QMDB (Quick Merkle Database) is a verifiable database built by Commonware and LayerZero. It unifies key-value storage and Merkle tree maintenance into a single system, solving one of the oldest performance bottlenecks in blockchain infrastructure.

The core insight is an append-only twig design. Instead of mutating state in place (the way every Merkle Patricia Trie implementation works), QMDB organizes data into fixed-size immutable subtrees called “twigs” — each holding exactly 2,048 leaf entries. New writes append; old entries get marked inactive. This means:

  • One SSD read per state access (the indexer gives you the file offset directly)
  • O(1) I/O for updates — new entries go to an in-memory twig, flushed to SSD in a single sequential write when full
  • Merkleization happens entirely in memory — only the tree’s right edge changes, so you never touch disk for hash updates

Traditional Merkle Patricia Trie systems incur O((log N)^2) I/O because they store both the Merkle tree and state in separate key-value stores. QMDB collapses this.

The numbers

On an AWS c7gd.metal (64 vCPUs, 256GB DRAM, 2 NVMe SSDs):

  • 6x throughput over RocksDB
  • 8x throughput over NOMT (the previous state-of-the-art verifiable database)
  • 601K updates/sec at 6 billion entries

On high-end hardware (i8g.metal-24xl): 2.28 million updates/sec, supporting over 1 million token transfers per second.

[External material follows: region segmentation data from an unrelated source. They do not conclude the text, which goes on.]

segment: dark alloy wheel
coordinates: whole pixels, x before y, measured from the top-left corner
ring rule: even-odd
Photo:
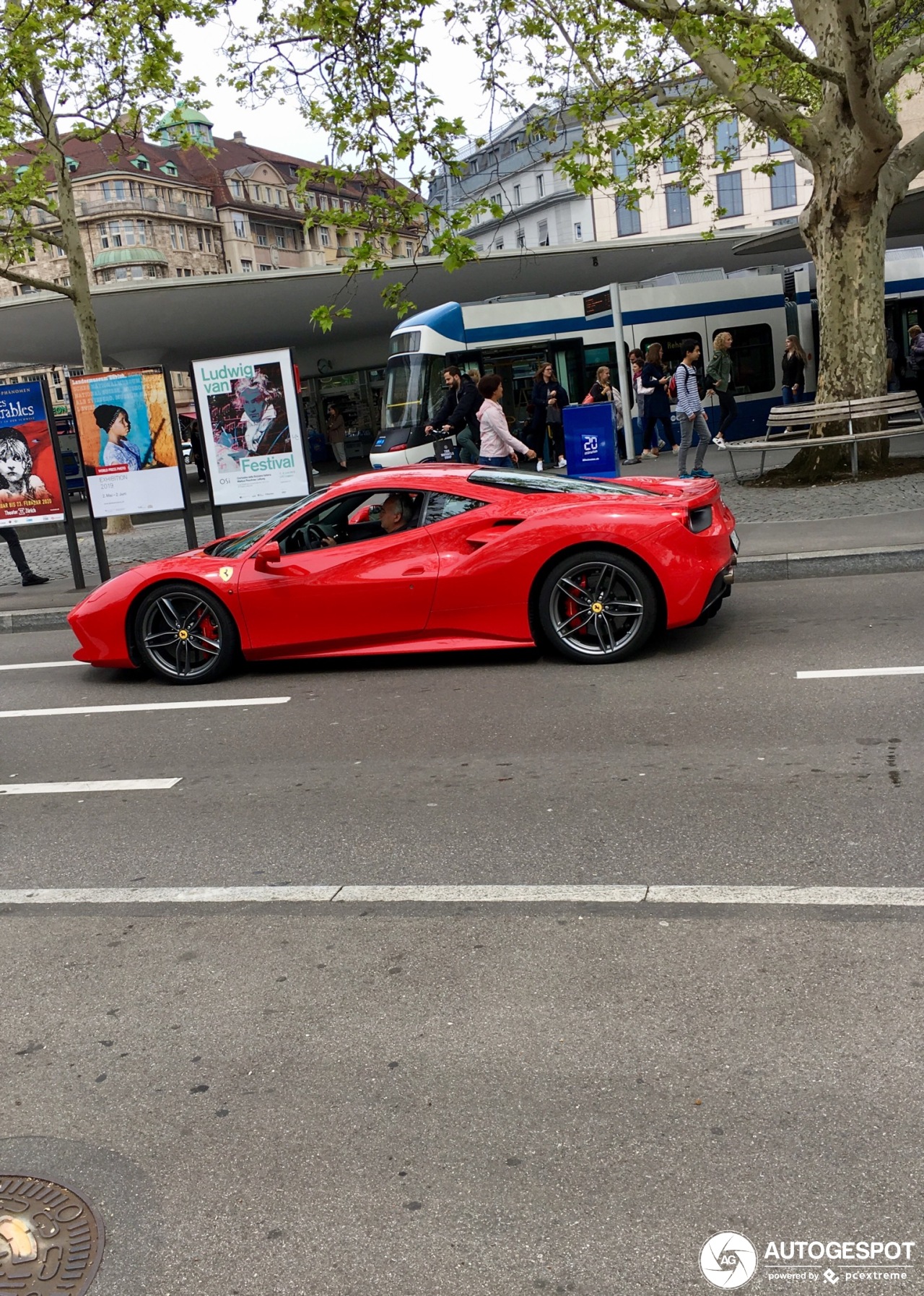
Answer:
[[[232,666],[237,627],[215,595],[191,584],[158,584],[135,613],[141,665],[171,684],[205,684]]]
[[[584,550],[556,562],[539,591],[549,645],[581,662],[622,661],[639,652],[657,623],[654,584],[639,562],[609,550]]]

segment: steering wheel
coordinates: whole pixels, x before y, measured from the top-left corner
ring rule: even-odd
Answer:
[[[327,544],[328,540],[328,537],[320,529],[318,522],[308,522],[308,525],[305,527],[305,535],[308,542],[307,548],[310,550],[320,550]]]

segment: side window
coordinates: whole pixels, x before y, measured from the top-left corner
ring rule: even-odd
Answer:
[[[468,513],[473,508],[482,508],[485,500],[482,499],[465,499],[463,495],[430,495],[426,502],[426,512],[424,513],[424,526],[430,526],[433,522],[445,522],[447,517],[459,517],[460,513]]]
[[[776,356],[774,334],[768,324],[727,324],[713,329],[731,333],[731,363],[737,395],[776,390]],[[711,351],[709,353],[711,355]],[[706,360],[709,363],[709,360]]]

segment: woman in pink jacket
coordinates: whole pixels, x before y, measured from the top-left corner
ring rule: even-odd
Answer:
[[[527,459],[535,459],[535,450],[530,450],[522,441],[512,434],[507,426],[507,417],[500,407],[504,394],[504,384],[499,373],[486,373],[478,384],[478,391],[485,398],[477,419],[481,424],[481,454],[478,463],[486,468],[513,468],[517,461],[517,451]]]

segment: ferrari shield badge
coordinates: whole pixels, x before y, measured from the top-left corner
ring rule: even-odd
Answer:
[[[73,1188],[0,1174],[0,1290],[83,1296],[96,1278],[102,1220]]]

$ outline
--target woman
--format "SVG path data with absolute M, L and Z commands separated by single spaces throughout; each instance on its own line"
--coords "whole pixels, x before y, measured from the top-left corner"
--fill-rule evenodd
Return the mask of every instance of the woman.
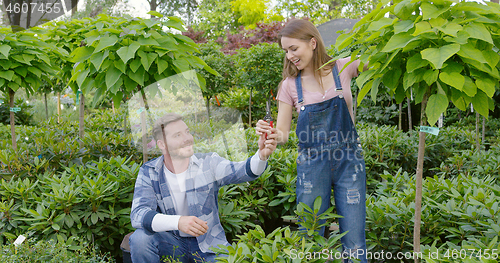
M 359 137 L 353 124 L 351 78 L 359 60 L 331 60 L 316 27 L 306 20 L 291 20 L 281 30 L 279 44 L 285 51 L 283 80 L 278 91 L 278 143 L 288 140 L 293 108 L 299 113 L 296 134 L 297 203 L 313 207 L 321 196 L 319 214 L 330 206 L 333 186 L 344 255 L 366 260 L 366 172 Z M 342 70 L 343 69 L 343 70 Z M 342 73 L 339 74 L 339 72 Z M 259 120 L 257 134 L 271 133 Z M 324 234 L 324 227 L 320 230 Z M 349 262 L 348 259 L 344 260 Z

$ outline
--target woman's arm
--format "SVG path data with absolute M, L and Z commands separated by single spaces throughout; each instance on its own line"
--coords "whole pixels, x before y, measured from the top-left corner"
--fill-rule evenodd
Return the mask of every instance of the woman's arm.
M 285 144 L 288 141 L 288 134 L 290 133 L 290 127 L 292 125 L 292 113 L 293 107 L 290 104 L 280 101 L 278 104 L 278 120 L 276 121 L 276 129 L 278 130 L 278 138 L 276 141 L 278 144 Z M 255 132 L 258 135 L 264 133 L 271 133 L 271 127 L 269 123 L 264 120 L 259 120 L 255 127 Z

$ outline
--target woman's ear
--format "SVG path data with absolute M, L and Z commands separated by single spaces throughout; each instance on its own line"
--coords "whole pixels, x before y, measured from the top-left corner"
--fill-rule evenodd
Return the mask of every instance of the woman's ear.
M 158 148 L 160 148 L 160 150 L 165 150 L 165 143 L 163 143 L 163 140 L 157 140 L 156 145 L 158 145 Z
M 311 45 L 311 47 L 313 48 L 313 50 L 316 49 L 316 38 L 311 38 L 311 41 L 309 42 L 309 44 Z

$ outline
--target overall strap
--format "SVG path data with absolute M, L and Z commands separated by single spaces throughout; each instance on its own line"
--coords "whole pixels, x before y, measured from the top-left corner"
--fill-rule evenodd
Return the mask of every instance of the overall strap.
M 300 81 L 300 73 L 301 71 L 299 71 L 299 74 L 297 74 L 297 78 L 295 78 L 295 86 L 297 88 L 297 95 L 298 95 L 298 103 L 299 105 L 302 105 L 304 104 L 304 97 L 302 96 L 302 81 Z
M 339 70 L 337 69 L 337 63 L 332 68 L 332 75 L 333 75 L 333 80 L 335 80 L 335 90 L 340 91 L 342 90 L 342 83 L 340 82 L 340 74 Z

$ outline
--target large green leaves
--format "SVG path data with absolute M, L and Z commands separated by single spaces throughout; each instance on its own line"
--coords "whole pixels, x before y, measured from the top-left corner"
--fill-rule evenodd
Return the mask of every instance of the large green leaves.
M 459 50 L 459 44 L 450 44 L 439 48 L 427 48 L 420 53 L 422 54 L 422 58 L 431 62 L 434 68 L 440 69 L 443 67 L 443 63 Z
M 402 0 L 379 4 L 336 47 L 357 45 L 353 54 L 368 65 L 357 79 L 358 102 L 379 93 L 382 76 L 388 89 L 380 90 L 398 100 L 410 88 L 416 103 L 428 97 L 426 114 L 435 123 L 450 100 L 461 110 L 488 104 L 500 81 L 499 24 L 496 4 Z M 487 107 L 478 112 L 487 115 Z
M 127 61 L 131 58 L 134 58 L 135 52 L 137 49 L 141 47 L 141 44 L 138 42 L 132 42 L 129 46 L 121 47 L 116 52 L 118 56 L 123 60 L 123 63 L 127 63 Z

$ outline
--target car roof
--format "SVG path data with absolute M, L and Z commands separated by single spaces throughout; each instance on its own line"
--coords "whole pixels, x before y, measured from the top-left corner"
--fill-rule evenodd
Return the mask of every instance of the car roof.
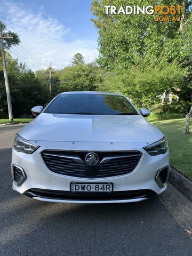
M 87 93 L 90 94 L 107 94 L 107 95 L 118 95 L 121 96 L 123 96 L 123 94 L 121 93 L 116 93 L 114 92 L 91 92 L 91 91 L 77 91 L 77 92 L 61 92 L 60 94 L 84 94 L 84 93 Z

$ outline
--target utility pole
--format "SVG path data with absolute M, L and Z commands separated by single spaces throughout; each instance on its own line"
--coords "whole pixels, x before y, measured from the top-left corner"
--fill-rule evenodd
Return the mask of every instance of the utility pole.
M 13 120 L 13 112 L 12 112 L 12 109 L 11 94 L 10 94 L 10 90 L 9 84 L 9 79 L 8 79 L 7 70 L 6 68 L 6 60 L 5 60 L 5 52 L 4 52 L 4 47 L 3 47 L 3 39 L 12 38 L 13 38 L 12 36 L 3 36 L 2 29 L 0 27 L 0 41 L 1 41 L 1 51 L 2 53 L 2 57 L 3 57 L 3 72 L 4 72 L 4 78 L 5 78 L 6 93 L 7 100 L 9 118 L 10 120 L 12 120 L 12 121 Z
M 50 62 L 50 68 L 49 68 L 49 70 L 50 70 L 50 79 L 49 79 L 49 81 L 50 81 L 50 94 L 51 93 L 51 62 Z

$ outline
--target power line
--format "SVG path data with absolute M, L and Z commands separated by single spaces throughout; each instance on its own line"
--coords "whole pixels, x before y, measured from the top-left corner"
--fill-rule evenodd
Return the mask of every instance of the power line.
M 15 46 L 16 48 L 18 49 L 19 51 L 20 51 L 22 53 L 23 53 L 23 54 L 25 54 L 26 56 L 28 57 L 26 53 L 25 53 L 24 52 L 23 52 L 21 49 L 20 49 L 18 47 L 17 47 L 17 46 Z M 31 57 L 33 57 L 33 56 L 31 56 L 30 54 L 29 54 L 30 56 L 31 56 Z M 41 67 L 41 68 L 43 68 L 43 69 L 44 69 L 44 67 L 43 67 L 43 66 L 41 65 L 41 64 L 38 64 L 38 62 L 36 61 L 36 62 L 34 61 L 34 60 L 32 60 L 32 61 L 33 61 L 35 64 L 36 64 L 37 65 L 39 66 L 39 67 Z
M 33 56 L 32 56 L 32 55 L 29 53 L 29 52 L 28 52 L 28 51 L 27 51 L 27 50 L 24 48 L 23 46 L 22 46 L 21 45 L 20 45 L 20 46 L 26 52 L 27 52 L 27 53 L 28 53 L 28 54 L 29 54 L 30 56 L 31 56 L 33 59 L 34 59 L 34 60 L 35 60 L 36 61 L 37 61 L 37 62 L 38 62 L 38 63 L 42 66 L 42 65 L 41 64 L 41 63 L 39 62 L 39 61 L 37 59 L 36 59 L 35 57 L 34 57 Z M 43 69 L 44 69 L 44 68 L 43 68 Z
M 10 51 L 12 53 L 13 53 L 13 54 L 14 54 L 15 56 L 17 56 L 18 58 L 19 58 L 19 59 L 20 59 L 21 60 L 23 60 L 24 61 L 25 63 L 28 64 L 28 65 L 30 65 L 30 66 L 32 66 L 34 68 L 37 68 L 37 67 L 35 67 L 35 66 L 33 65 L 31 63 L 28 63 L 26 60 L 23 60 L 23 59 L 22 59 L 22 58 L 21 58 L 20 57 L 18 56 L 18 55 L 17 55 L 14 52 L 12 52 L 10 50 Z
M 25 56 L 22 55 L 21 53 L 18 52 L 17 51 L 16 51 L 15 49 L 12 49 L 12 50 L 13 51 L 13 53 L 14 53 L 14 52 L 16 52 L 18 54 L 20 55 L 21 56 L 22 56 L 22 58 L 25 59 L 27 61 L 30 61 L 34 66 L 36 66 L 36 67 L 38 67 L 38 69 L 40 68 L 41 69 L 42 68 L 39 66 L 37 66 L 37 64 L 34 63 L 33 62 L 32 62 L 31 60 L 30 60 L 29 59 L 27 59 Z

On a $540 mini PC (AMD R7-5825U, 64GB DDR4, 4TB NVMe): still hits 150K updates/sec up to 1 billion entries. Consumer-grade hardware running verifiable state at scale.

They tested with 15 billion entries — 10x Ethereum’s 2024 state size. Theoretical max is 280 billion entries on a single machine.

Memory efficiency

The memory footprint is remarkably small. For 1 billion entries, QMDB needs roughly 160MB of DRAM for twig roots and bitmaps. The in-memory indexer uses ~15.4 bytes per key. A hybrid SSD-optimized variant drops that to 2.3 bytes per key.

When a twig goes fully inactive (all entries overwritten), it gets pruned — the entire 2,048-entry subtree compresses down to a single 32-byte hash and a 256-byte bitmap. That’s 99.9% compression.

Why it matters

Every blockchain stores state — account balances, contract storage, token ownership. Proving that state is correct (or that something doesn’t exist) requires Merkle proofs. The faster you can update state and compute proofs, the more transactions your chain can process.

QMDB also supports historical state queries at any block height and exclusion proofs (proving a key doesn’t exist), which are hard problems in most Merkle tree implementations. They achieve this by maintaining keys in lexicographic order via a Merkle Mountain Range layered over a sequential log of updates.

The paper is thorough and the code is MIT/Apache-2 licensed. Commonware wrote a good companion blog post explaining the design decisions and how QMDB fits into their broader infrastructure work.